The government is rolling out something called Investment Boost to encourage businesses to invest in new assets.
It kicked in on 22 May this year.
Here’s the gist of it:
- When you buy eligible assets, you can write off 20% of the cost straight away – just like an immediate expense.
- The other 80% gets depreciated as usual over time.
- The asset must be new, or second- hand if it’s imported and hasn’t been used in New Zealand before.
- If you sell the asset later, and the sale price exceeds the book value you will have to pay back depreciation including the investment boost claimed on that asset, to the extent that sale price exceeds book value. On sale the investment boost is treated the same as depreciation claimed.

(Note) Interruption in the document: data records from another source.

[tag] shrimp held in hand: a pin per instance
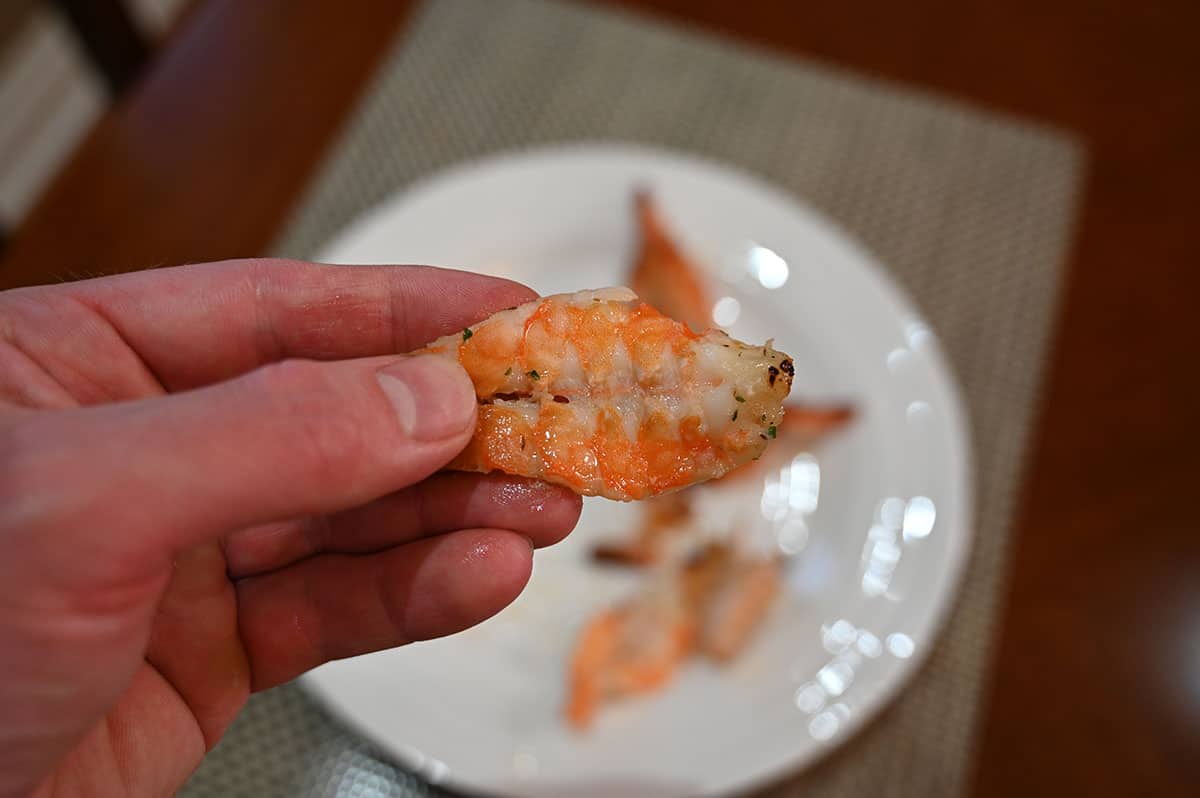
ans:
(600, 393)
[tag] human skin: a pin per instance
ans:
(214, 478)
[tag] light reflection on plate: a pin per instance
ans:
(876, 520)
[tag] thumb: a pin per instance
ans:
(288, 439)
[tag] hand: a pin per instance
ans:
(215, 478)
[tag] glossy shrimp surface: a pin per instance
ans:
(600, 393)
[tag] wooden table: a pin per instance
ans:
(1096, 681)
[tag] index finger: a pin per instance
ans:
(199, 324)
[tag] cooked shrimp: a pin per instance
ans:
(736, 606)
(663, 275)
(600, 393)
(630, 649)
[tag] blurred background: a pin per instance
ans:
(136, 133)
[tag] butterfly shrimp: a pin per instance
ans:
(600, 393)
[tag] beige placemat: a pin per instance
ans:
(970, 210)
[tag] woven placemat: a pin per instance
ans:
(970, 210)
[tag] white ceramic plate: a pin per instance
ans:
(877, 519)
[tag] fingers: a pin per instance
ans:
(289, 439)
(195, 325)
(339, 605)
(443, 503)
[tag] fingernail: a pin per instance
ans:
(432, 396)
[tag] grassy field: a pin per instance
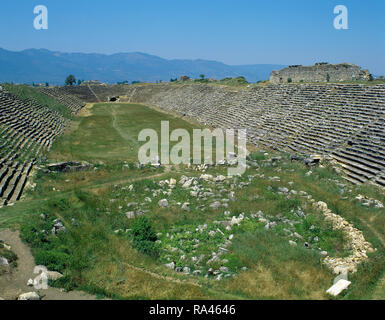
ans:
(101, 253)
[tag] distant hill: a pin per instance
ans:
(41, 65)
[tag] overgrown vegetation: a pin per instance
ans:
(104, 252)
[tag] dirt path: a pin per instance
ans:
(14, 283)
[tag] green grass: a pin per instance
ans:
(25, 93)
(99, 252)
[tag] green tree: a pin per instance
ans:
(70, 80)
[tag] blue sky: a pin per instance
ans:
(234, 32)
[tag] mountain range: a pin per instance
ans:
(42, 65)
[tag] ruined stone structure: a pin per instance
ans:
(26, 129)
(320, 72)
(343, 121)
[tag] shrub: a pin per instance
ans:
(52, 259)
(144, 236)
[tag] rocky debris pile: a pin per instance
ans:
(360, 247)
(369, 202)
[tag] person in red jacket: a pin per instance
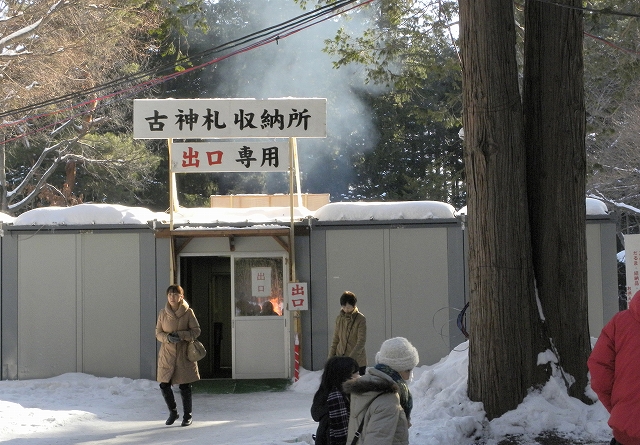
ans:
(615, 374)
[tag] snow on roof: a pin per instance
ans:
(4, 218)
(594, 207)
(86, 214)
(236, 215)
(384, 211)
(94, 214)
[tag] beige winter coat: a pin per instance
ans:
(173, 366)
(375, 399)
(350, 336)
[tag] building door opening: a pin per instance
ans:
(207, 285)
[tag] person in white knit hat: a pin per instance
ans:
(381, 402)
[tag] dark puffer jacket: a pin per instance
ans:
(375, 398)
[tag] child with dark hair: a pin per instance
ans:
(330, 405)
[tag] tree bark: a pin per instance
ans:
(554, 116)
(503, 312)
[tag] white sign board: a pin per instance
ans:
(229, 118)
(297, 296)
(250, 157)
(260, 282)
(632, 264)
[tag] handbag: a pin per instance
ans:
(358, 433)
(195, 351)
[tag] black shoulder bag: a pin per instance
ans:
(356, 437)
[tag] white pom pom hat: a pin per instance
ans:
(398, 353)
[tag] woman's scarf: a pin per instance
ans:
(406, 401)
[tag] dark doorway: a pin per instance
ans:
(207, 285)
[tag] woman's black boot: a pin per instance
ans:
(185, 392)
(170, 400)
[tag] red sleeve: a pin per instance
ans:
(602, 365)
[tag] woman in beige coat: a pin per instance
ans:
(350, 334)
(177, 326)
(381, 401)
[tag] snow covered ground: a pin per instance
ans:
(83, 409)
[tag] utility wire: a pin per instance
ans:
(607, 11)
(251, 41)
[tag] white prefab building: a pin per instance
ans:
(81, 287)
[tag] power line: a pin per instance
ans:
(607, 11)
(250, 41)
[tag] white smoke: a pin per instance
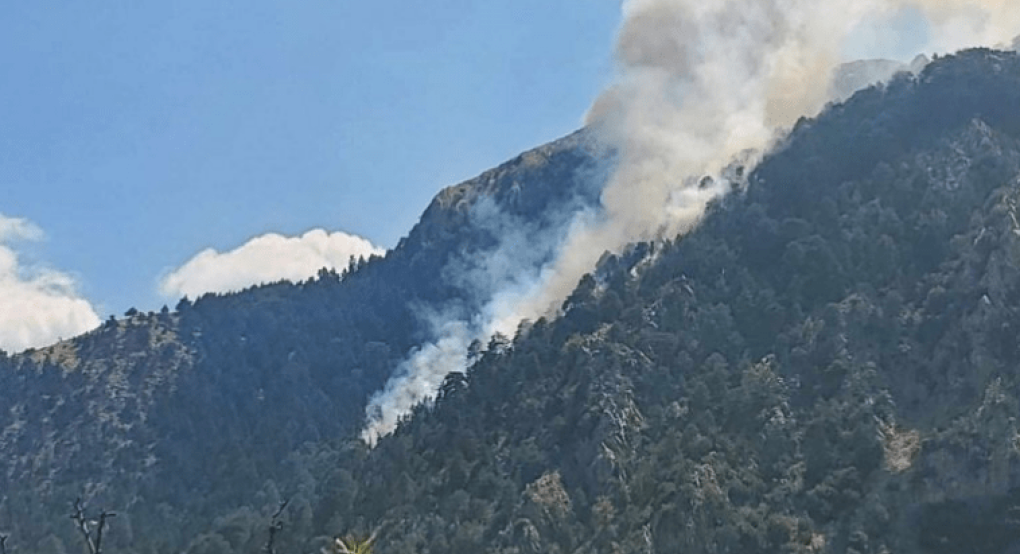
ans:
(701, 84)
(38, 305)
(267, 258)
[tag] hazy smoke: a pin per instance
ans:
(702, 84)
(264, 259)
(38, 305)
(499, 281)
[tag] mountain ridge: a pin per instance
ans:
(825, 364)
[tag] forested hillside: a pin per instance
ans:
(827, 363)
(179, 416)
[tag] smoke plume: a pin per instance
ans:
(700, 84)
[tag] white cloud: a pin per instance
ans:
(38, 305)
(264, 259)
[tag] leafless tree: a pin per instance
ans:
(91, 530)
(275, 525)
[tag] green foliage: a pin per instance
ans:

- It doesn’t apply to residential buildings – this is strictly for business-related assets.
What assets qualify?
The boost applies to a wide range of business investments, including:
- machinery, equipment, and work vehicles
- new commercial and industrial buildings
- buildings under construction as of 23 May 2025, as long as they haven’t been used or made available for use yet
- farm improvements (like irrigation systems), horticultural plantings, aquaculture upgrades, and forestry improvements
- technology and tech-related gear.
Basically, this is a way to get a bit of an upfront tax break when investing in your business, helping with cash flow while still letting you depreciate the rest normally.